MCCAIN CAMP DEFENDS THE BEHAVIOR?

The McCain campaign is justifying the rage of the angry mobs that they've created with divisive & deceptive pandering. Inciting crowds is a crime, is it not? What kind of leadership is this? Honestly?

The real question, though, is this:

Are McCain & Palin breeding would-be Barack Obama assassins?
 
It's classic Rovian tactics. Let someone else say the really nasty things, and then feign surprise or indignation when your opponent comments on it.

How someone could honestly take Obama's comments as an attack on the supporters themselves is beyond me. Put 3 little letters in front of "honestly" and it becomes a lot clearer.
 
:ohmy:

This is criminal:

MCCAIN CAMP DEFENDS THE BEHAVIOR?

The McCain campaign is justifying the rage of the angry mobs that they've created with divisive & deceptive pandering. Inciting crowds is a crime, is it not? What kind of leadership is this? Honestly?

The real question, though, is this:

Are McCain & Palin breeding would-be Barack Obama assassins?

Obama's comments there were really a pointed questioning of the McCain campaign's intentions and actions in riling up the crowds, rather than an attack on the crowds themselves, were they not? Then why is the McCain campaign in hysterics about Obama attacking the crowd, McCain supporters?
 
I think McCain is a man completely devoid of character at this point.
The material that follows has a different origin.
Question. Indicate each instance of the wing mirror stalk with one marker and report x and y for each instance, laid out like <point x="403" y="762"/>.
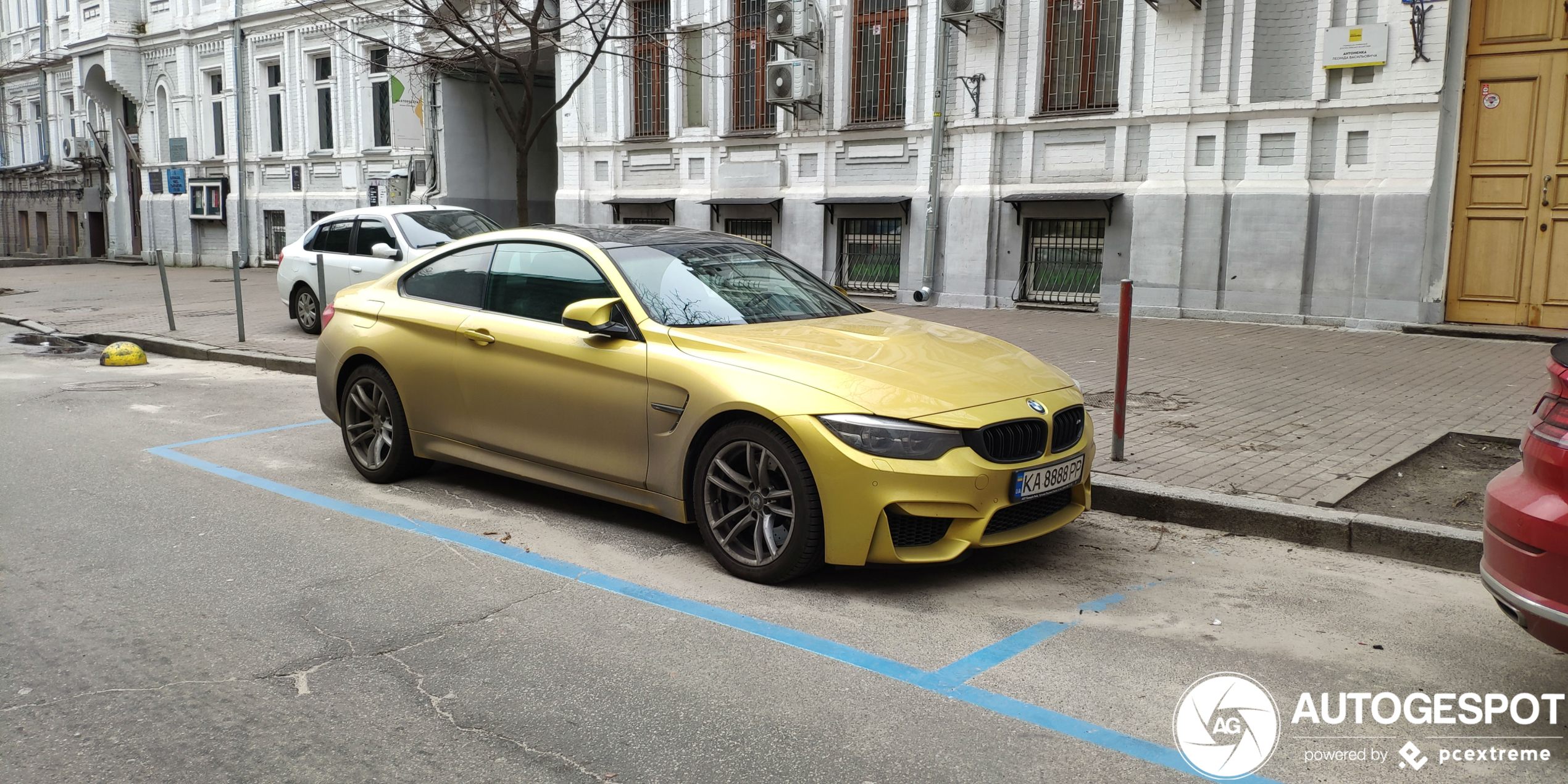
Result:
<point x="598" y="317"/>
People often said that Hillary Clinton is what you get when a person has ambition and nothing less in life. Perhaps that description has found a more apt individual.
 
I'm actually impressed how calm and collected Obama has been about some of the things that have happened in the last few weeks. McCain's camp just looks fucking desperate by first defending this kind of action and then twisting Obama's words into attack...They've completely lost it. :crazy::drunk:
 
I really do think that there's actual danger in this. Sure, creating such hatred keeps us mired in the unproductive either-or, red-or-blue, elitist-or-uninformed divided country that Bush & Rove created for us.

But there's real, physical danger in this.

In some ignorant circles, Obama would already have a price on his head for becoming the first black President.

How wide those circles will become when a whole political party encourages its followers to consider the man a terrorist who doesn't care about the country or its people?

Look at that Ohio "mob" video from youtube---look at what that woman's child says: "You have to touch him with gloves."

Jesus Christ. That makes me so indescribably sad.
 
I'm sure all of those people in the mob are good God-fearing Christians.

I hope they get the judgment day they profess to believe in.
 
It could happen...it could always happen. But at the same time you'd have to have a pretty short memory to think these kinds of hysterical accusations about a Presidential candidate in the thick of election season are unprecedented.
 
I think there needs to be a strong, forceful rebuttal of what McCain's camp is trying to pull with this twisted logic here. Though I admire Obama's ability to stay calm and cool, I do agree that if this kind of tenor becomes the norm at McCain rallies, it could very well present a real and growing danger to Obama's well-being.

I think Obama should do precisely what we're seeing in these youtube videos and on the daily show, etc. Run ads showing McCain's pledges and promises to hold a respectful campaign, run those clips where he even comes out and says "when a candidate goes negative you know they've got nothing to say" and then run what he and his campaign are producing now. It's staggering.